The core idea is elegant. Pairs of dimensions in the query and key vectors are treated as 2D coordinates and rotated by an angle proportional to the position:

f(x, pos) = R(theta * pos) * x
where R is a 2D rotation matrix

When computing the dot product between a query at position m and a key at position n, the rotation angles subtract, making the attention score depend only on the relative position (m - n) rather than the absolute positions.

Why RoPE Works So Well

RoPE has several compelling properties that explain its widespread adoption:

  • Relative position encoding: Attention scores naturally depend on relative distance, matching linguistic intuition
  • Decay with distance: The dot product between rotated vectors naturally decays with increasing relative distance, providing an inductive bias toward local attention
  • Extensibility: With techniques like NTK-aware scaling and YaRN, RoPE can be extended to longer sequences than those seen during training
  • Efficiency: Rotation can be implemented efficiently without additional parameters

ALiBi: Attention with Linear Biases

ALiBi (Attention with Linear Biases), proposed by Press et al., takes yet another approach. Instead of modifying the embeddings or the Q/K vectors, ALiBi adds a linear bias directly to the attention scores. The bias is proportional to the distance between query and key positions, and each attention head uses a different slope.

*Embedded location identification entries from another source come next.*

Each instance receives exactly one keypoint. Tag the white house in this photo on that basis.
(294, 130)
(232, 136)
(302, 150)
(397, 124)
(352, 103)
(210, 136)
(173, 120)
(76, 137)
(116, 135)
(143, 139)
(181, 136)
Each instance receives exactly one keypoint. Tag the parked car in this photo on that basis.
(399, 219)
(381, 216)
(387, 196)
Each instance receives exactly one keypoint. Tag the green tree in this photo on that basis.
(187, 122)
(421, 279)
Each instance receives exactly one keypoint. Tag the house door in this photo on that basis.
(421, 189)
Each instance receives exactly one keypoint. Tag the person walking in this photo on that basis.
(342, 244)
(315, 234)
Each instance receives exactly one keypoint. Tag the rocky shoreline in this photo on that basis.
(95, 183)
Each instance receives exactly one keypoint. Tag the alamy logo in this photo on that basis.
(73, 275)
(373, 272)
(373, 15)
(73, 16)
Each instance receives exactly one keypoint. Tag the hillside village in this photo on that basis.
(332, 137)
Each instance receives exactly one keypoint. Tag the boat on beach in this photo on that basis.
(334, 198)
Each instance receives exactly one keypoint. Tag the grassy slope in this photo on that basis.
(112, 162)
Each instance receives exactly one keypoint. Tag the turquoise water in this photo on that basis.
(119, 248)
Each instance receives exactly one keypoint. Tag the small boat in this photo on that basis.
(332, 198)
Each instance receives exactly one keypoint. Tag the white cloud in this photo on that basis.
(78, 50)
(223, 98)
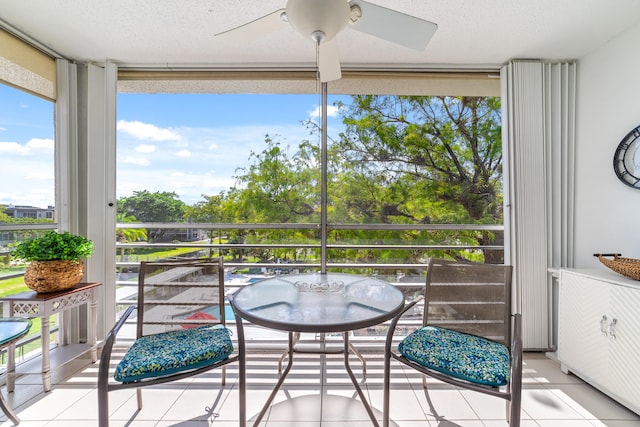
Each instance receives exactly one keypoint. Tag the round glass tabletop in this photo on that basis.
(314, 302)
(12, 329)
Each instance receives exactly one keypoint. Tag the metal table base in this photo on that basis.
(293, 339)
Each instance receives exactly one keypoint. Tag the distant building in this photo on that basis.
(30, 212)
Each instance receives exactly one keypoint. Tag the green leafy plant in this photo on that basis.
(54, 246)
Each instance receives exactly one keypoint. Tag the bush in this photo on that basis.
(53, 246)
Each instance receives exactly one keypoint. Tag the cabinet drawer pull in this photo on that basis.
(603, 325)
(612, 328)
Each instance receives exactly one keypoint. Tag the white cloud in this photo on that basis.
(139, 161)
(146, 131)
(39, 175)
(39, 144)
(332, 111)
(13, 148)
(33, 147)
(145, 148)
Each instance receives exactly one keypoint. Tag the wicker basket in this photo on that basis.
(53, 276)
(628, 267)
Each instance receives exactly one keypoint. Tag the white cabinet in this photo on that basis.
(599, 332)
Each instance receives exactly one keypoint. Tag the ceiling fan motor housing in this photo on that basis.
(309, 16)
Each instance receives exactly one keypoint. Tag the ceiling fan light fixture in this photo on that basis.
(327, 16)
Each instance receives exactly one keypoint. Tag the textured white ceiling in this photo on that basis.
(472, 34)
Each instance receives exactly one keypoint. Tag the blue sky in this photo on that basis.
(190, 144)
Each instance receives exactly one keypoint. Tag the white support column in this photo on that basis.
(97, 183)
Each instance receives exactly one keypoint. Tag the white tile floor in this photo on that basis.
(309, 399)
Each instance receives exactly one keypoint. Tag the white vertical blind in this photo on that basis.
(540, 121)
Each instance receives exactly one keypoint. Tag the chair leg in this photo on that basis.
(103, 401)
(7, 410)
(514, 406)
(139, 396)
(387, 386)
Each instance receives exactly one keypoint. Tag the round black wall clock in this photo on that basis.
(626, 160)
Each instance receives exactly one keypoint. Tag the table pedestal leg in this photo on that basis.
(354, 380)
(46, 371)
(280, 381)
(92, 333)
(11, 367)
(7, 410)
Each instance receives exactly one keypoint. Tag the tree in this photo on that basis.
(423, 160)
(210, 210)
(124, 235)
(162, 207)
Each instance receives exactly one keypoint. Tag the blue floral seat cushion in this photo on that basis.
(167, 353)
(463, 356)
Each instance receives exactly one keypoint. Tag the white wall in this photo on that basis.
(608, 106)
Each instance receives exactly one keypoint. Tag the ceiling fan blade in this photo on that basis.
(329, 61)
(256, 28)
(393, 26)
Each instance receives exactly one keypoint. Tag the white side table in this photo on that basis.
(44, 305)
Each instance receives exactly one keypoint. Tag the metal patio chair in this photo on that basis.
(181, 331)
(469, 337)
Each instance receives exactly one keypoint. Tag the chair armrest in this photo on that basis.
(107, 348)
(394, 322)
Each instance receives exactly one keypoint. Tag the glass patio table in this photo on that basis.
(11, 331)
(317, 303)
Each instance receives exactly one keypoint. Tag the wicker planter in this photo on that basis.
(53, 276)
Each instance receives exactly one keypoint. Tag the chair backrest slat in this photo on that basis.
(470, 297)
(180, 294)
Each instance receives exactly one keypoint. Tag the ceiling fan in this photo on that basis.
(322, 20)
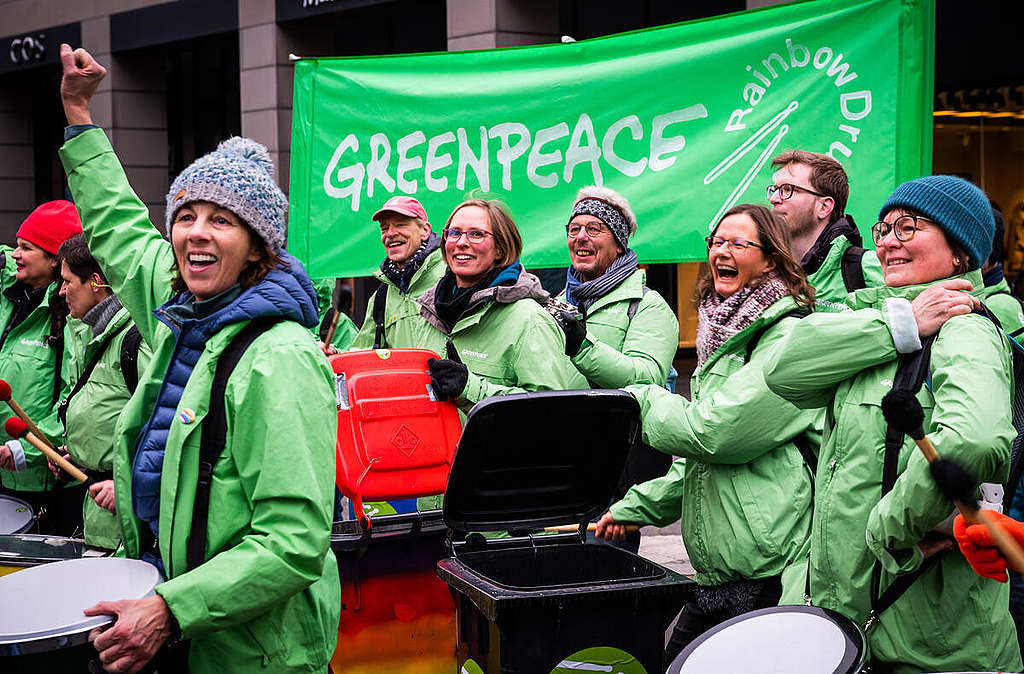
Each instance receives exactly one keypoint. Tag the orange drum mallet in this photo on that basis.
(5, 395)
(17, 428)
(902, 410)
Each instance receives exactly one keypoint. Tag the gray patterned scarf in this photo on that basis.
(719, 320)
(584, 293)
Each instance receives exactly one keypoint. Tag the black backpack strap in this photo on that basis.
(755, 339)
(380, 298)
(84, 378)
(215, 434)
(910, 374)
(129, 357)
(631, 310)
(853, 272)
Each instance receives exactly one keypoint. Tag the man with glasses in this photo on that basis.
(810, 191)
(412, 265)
(630, 333)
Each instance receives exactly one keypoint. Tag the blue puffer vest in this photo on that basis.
(286, 292)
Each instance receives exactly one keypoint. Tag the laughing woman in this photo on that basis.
(933, 235)
(739, 481)
(262, 593)
(489, 309)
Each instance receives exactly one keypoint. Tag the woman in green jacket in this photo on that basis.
(32, 355)
(102, 334)
(739, 479)
(934, 234)
(491, 311)
(262, 594)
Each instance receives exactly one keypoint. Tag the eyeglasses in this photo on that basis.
(474, 236)
(903, 227)
(593, 229)
(785, 191)
(731, 244)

attention_score = q_i * k_j - m * |i - j|

The penalty m * |i - j| increases linearly with distance, naturally encouraging the model to attend more to nearby tokens. Different heads get different slopes, so some heads can attend locally while others maintain broader attention patterns.

ALiBi's key advantage is its ability to extrapolate to longer sequences. Models trained with ALiBi on sequences of length 1024 can often perform well on sequences of length 2048 or beyond without any fine-tuning, because the linear bias naturally extends to any distance.

Key Takeaway

Modern positional encoding methods like RoPE and ALiBi have largely replaced the original sinusoidal approach. RoPE encodes relative position through rotation, while ALiBi uses distance-based attention biases. Both enable better length generalization than fixed positional embeddings.

The Future of Position in Transformers

Positional encoding remains an active area of research. As context windows expand from thousands to millions of tokens, the ability to handle position information at scale becomes increasingly critical. Techniques like YaRN extend RoPE to handle much longer contexts, while ring attention and context parallelism address the engineering challenges of processing very long sequences across multiple GPUs.

Some researchers are exploring whether position information can be made more dynamic, varying based on the content rather than just the position index. Others are investigating whether the distinction between absolute and relative position encoding can be unified into a single, more flexible framework.

What is clear is that positional encoding, despite being one of the simpler components of the transformer, has an outsized impact on model capabilities, especially on the ability to handle long documents, maintain coherence over extended generation, and generalize to sequence lengths beyond training.